BY JENN McDOWELL
Chief convicted of stealing
In March, former Allenstown Police Chief James McGonigle entered a guilty plea to stealing thousands of dollars from accounts reserved for the department, the New Hampshire Police Cadet Training Academy and Allenstown Police Association.
McGonigle was sentenced to 12 months for one of the charges and one to three years on two others.
He reported to Concord State Prison on June 8 to begin his sentence.
The charges stemmed from discrepancies in the books, which the department’s executive secretary, Donna Barnett, picked up on. She informed current Chief Shaun Mulholland, a captain at the time, who called the Attorney General’s office to initiate the investigation.
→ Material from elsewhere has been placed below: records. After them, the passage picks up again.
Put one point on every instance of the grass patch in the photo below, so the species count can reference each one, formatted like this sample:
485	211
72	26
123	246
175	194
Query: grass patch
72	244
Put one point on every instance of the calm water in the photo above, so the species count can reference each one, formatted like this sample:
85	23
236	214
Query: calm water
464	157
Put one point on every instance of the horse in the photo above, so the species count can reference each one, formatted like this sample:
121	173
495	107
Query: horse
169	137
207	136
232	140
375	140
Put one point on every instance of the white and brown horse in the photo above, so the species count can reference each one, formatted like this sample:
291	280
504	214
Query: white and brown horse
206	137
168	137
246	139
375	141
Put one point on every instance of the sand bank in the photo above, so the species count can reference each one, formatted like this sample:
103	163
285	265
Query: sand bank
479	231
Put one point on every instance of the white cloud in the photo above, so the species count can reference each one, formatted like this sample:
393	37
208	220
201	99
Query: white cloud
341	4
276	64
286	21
McGonigle, 58 of Concord, stole about $8,000 total from the three agencies beginning in 2000. Cashed checks in amounts from $5 to $1,500 were discovered. Selectmen put McGoSelectmen put McGonigle on paid leave in February 2006.
Also a long-time Concord city councilor, McGonigle resigned from both posts on April 10, 2006.
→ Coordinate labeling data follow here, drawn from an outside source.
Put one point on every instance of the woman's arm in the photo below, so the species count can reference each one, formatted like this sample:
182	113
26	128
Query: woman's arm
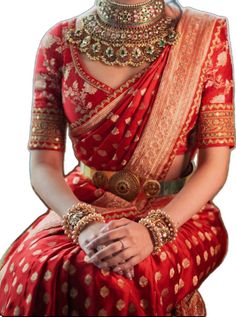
47	179
206	182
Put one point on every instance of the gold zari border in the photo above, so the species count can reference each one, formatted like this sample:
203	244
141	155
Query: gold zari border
48	129
216	125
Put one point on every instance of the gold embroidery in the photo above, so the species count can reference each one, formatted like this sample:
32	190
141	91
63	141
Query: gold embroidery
120	304
181	67
48	129
216	125
104	291
143	281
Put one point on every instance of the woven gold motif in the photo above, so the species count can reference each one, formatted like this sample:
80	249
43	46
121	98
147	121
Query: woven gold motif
216	124
125	184
48	129
122	34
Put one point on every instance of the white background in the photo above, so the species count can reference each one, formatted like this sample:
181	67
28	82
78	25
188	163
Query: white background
22	25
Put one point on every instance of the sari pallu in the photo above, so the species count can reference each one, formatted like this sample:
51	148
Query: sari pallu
44	273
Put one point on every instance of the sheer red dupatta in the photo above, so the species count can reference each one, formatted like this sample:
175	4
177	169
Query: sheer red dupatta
108	139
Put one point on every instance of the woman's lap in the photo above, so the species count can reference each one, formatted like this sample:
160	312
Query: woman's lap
47	274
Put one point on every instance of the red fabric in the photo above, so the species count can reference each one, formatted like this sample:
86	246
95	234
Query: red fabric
47	274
“It was a very precarious, very difficult situation to have to be in,” said Mulholland, who had to violate department policy which says that the chief must be involved in any internal investigations, to bring the chief to justice.
State police came in to run the department until Mulholland himself could take a lie detector test, which cleared him of any wrongdoing. He was then placed in charge of the department. “It’s not a great point of history in the Allenstown Police Department, but it is what it is,” said Mulholland.
Sewer expansion
A $15 million bond to expand the Suncook Wastewater Treatment plant failed with Allenstown voters a second time at the 2007 election.
The state placed a moratorium on the treatment plant in 2005, preventing any more hookups.
The plant serves both Allenstown and Pembroke, the cost to operate it divided between the two towns based on the number of hook ups. Allenstown owns the facility, and thus is responsible for passing or voting down the proposed expansion.
The town’s Sewer Commission is holding public input meetings on the expansion plan and funding in hopes of getting voters behind it this year. Selectmen have not recommended the article in the two years it has come up.
Resident Armand Verville, has spoken out against taxpayer funding and suggested the money come from sewage users, adding that he is not and would never be hooked up to the town’s infrastructure.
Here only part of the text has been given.